More recent representations have added an important accuracy layer to how we measure our political beliefs by decoupling the linear left/right axis into a social scale versus an economic scale.

I would like to update the common political representations with a more abstract compass that does not rely on specific historical events.

There are two fictional vectors that humans have invented for life to make sense.

Fictional because they are impossible to demonstrate and their impact on the physical world is limited, not to say void. These vectors’ value is therefore symbolic.

In other words, they make human existence livable.

Human societies have developed these two vectors that I call: the relationship to randomness and the relationship to ambivalence.

Randomness is what we commonly call Nature, the physical world or the Universe. The type of reaction humans have to randomness defines a major part of their ideological and political preferences.

There are two ways of interacting with randomness: acceptance or resistance.

Both are powerless, which is why the symbolic aspect of those interactions are worth mentioning.

However, depending on whether they accept or resist the random characteristics of the universe, a series of particularities are observed within the individuals’ behavior, that could be expressed in different ideological frameworks.

For example, accepting randomness can lead into believing in superior forces that require immediate surrendering. It can also lead to chance idolatry with as a consequence, the adherence to a social and economic system based on the supremacy of probabilistic chance.

On the other side, resisting randomness can lead to the expression of different degrees of control over the physical world or to the contrarian mistrust of the “natural order”, which is nothing else but randomness.

By ambivalence, I mean the rich multitude of the Self or the changing nature of individuals. One can be simultaneously something and its exact opposite. Humans being capable of all the possible differences and contradictions. Of the best and of the worst.

People’s reaction to ambivalence is also dyadic: either it is acceptance or resistance.

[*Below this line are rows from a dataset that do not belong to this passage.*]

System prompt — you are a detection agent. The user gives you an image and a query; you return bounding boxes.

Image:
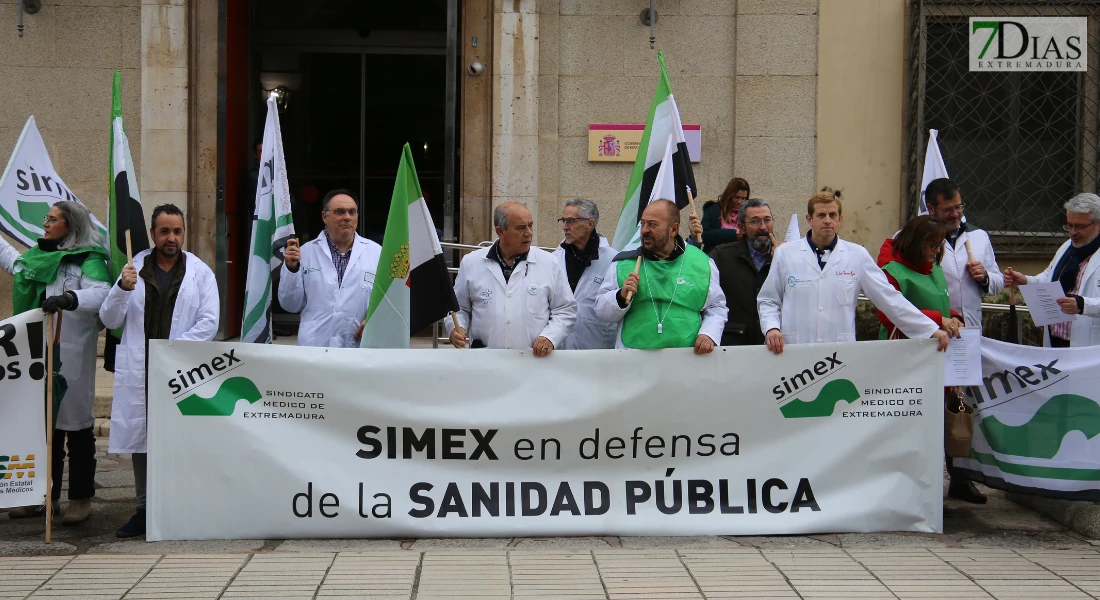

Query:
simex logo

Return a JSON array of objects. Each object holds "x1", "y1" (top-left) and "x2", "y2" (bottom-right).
[
  {"x1": 176, "y1": 378, "x2": 263, "y2": 416},
  {"x1": 0, "y1": 455, "x2": 34, "y2": 480},
  {"x1": 168, "y1": 348, "x2": 244, "y2": 397},
  {"x1": 779, "y1": 379, "x2": 859, "y2": 418}
]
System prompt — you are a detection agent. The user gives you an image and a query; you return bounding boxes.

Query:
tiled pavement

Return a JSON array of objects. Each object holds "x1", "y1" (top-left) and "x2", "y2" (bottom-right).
[{"x1": 0, "y1": 548, "x2": 1100, "y2": 600}]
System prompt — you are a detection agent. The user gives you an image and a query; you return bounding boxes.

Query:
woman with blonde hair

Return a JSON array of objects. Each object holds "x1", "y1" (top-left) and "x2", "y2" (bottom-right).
[
  {"x1": 703, "y1": 177, "x2": 751, "y2": 252},
  {"x1": 0, "y1": 201, "x2": 111, "y2": 525}
]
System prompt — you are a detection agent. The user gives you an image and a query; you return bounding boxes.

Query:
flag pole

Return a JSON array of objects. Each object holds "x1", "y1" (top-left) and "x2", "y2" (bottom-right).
[
  {"x1": 46, "y1": 313, "x2": 62, "y2": 544},
  {"x1": 623, "y1": 254, "x2": 642, "y2": 304},
  {"x1": 451, "y1": 310, "x2": 470, "y2": 348},
  {"x1": 682, "y1": 185, "x2": 703, "y2": 244}
]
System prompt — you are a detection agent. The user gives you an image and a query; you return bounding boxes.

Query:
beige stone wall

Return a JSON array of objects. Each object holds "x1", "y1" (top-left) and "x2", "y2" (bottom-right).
[
  {"x1": 734, "y1": 0, "x2": 828, "y2": 238},
  {"x1": 0, "y1": 0, "x2": 144, "y2": 316},
  {"x1": 817, "y1": 0, "x2": 906, "y2": 249},
  {"x1": 535, "y1": 0, "x2": 817, "y2": 246},
  {"x1": 490, "y1": 0, "x2": 540, "y2": 231}
]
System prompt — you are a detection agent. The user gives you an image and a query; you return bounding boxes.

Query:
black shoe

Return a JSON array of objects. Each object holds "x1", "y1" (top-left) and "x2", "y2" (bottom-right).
[
  {"x1": 114, "y1": 509, "x2": 145, "y2": 537},
  {"x1": 947, "y1": 479, "x2": 988, "y2": 504}
]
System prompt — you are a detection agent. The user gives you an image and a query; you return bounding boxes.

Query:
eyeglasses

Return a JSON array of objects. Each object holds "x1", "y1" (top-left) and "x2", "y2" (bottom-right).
[
  {"x1": 1062, "y1": 221, "x2": 1097, "y2": 233},
  {"x1": 326, "y1": 208, "x2": 359, "y2": 219}
]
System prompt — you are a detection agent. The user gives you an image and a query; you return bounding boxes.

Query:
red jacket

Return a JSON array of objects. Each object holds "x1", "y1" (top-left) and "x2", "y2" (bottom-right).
[{"x1": 875, "y1": 238, "x2": 963, "y2": 334}]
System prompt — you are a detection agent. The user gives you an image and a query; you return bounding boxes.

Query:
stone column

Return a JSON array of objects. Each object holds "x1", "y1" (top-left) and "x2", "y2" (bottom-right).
[
  {"x1": 139, "y1": 0, "x2": 191, "y2": 244},
  {"x1": 491, "y1": 0, "x2": 546, "y2": 243},
  {"x1": 734, "y1": 0, "x2": 818, "y2": 231}
]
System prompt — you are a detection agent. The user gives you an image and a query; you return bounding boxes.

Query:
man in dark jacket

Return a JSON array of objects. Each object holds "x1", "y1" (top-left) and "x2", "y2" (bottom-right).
[{"x1": 711, "y1": 198, "x2": 778, "y2": 346}]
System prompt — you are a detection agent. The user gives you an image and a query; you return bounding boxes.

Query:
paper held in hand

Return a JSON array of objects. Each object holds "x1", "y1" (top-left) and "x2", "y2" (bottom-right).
[{"x1": 1020, "y1": 281, "x2": 1077, "y2": 327}]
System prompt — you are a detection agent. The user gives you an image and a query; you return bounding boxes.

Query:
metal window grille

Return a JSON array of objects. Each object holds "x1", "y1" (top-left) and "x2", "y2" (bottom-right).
[{"x1": 904, "y1": 0, "x2": 1100, "y2": 258}]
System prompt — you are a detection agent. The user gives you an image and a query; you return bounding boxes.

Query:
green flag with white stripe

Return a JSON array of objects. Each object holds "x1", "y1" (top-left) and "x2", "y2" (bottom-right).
[{"x1": 241, "y1": 98, "x2": 294, "y2": 343}]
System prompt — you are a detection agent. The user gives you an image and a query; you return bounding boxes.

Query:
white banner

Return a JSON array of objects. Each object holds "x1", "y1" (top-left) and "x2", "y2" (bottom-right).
[
  {"x1": 0, "y1": 309, "x2": 50, "y2": 509},
  {"x1": 956, "y1": 336, "x2": 1100, "y2": 501},
  {"x1": 147, "y1": 340, "x2": 944, "y2": 541}
]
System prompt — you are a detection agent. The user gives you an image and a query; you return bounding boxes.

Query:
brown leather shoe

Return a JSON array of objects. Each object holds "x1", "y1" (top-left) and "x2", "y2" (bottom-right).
[{"x1": 8, "y1": 502, "x2": 62, "y2": 519}]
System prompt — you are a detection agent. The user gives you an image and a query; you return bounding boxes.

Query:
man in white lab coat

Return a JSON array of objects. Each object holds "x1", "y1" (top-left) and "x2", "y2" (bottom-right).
[
  {"x1": 1004, "y1": 194, "x2": 1100, "y2": 348},
  {"x1": 757, "y1": 192, "x2": 947, "y2": 354},
  {"x1": 444, "y1": 203, "x2": 576, "y2": 357},
  {"x1": 99, "y1": 204, "x2": 220, "y2": 537},
  {"x1": 924, "y1": 178, "x2": 1004, "y2": 328},
  {"x1": 553, "y1": 198, "x2": 618, "y2": 350},
  {"x1": 278, "y1": 189, "x2": 382, "y2": 348},
  {"x1": 596, "y1": 199, "x2": 727, "y2": 354}
]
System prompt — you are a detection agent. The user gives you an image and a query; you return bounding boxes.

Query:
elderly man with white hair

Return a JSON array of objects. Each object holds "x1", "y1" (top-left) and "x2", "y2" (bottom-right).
[
  {"x1": 1004, "y1": 194, "x2": 1100, "y2": 348},
  {"x1": 553, "y1": 198, "x2": 618, "y2": 350}
]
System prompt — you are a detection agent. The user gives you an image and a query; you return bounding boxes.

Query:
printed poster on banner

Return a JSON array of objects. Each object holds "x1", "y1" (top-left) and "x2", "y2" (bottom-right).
[
  {"x1": 955, "y1": 336, "x2": 1100, "y2": 502},
  {"x1": 0, "y1": 309, "x2": 47, "y2": 509},
  {"x1": 147, "y1": 340, "x2": 944, "y2": 541}
]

The more resistant an individual is, the bigger their need for control and punishment. Another manifestation of resistance is an exacerbated individuation, leading to rejecting cooperation and social isolation.

Conversely, accepting ambivalence leads to the expression of different forms of tolerance and resilience or, in other cases, indifference and avoidance.

It is therefore more accurate to use these two vectors as the new political scales instead of the regular left/right, authoritarian/libertarian representations.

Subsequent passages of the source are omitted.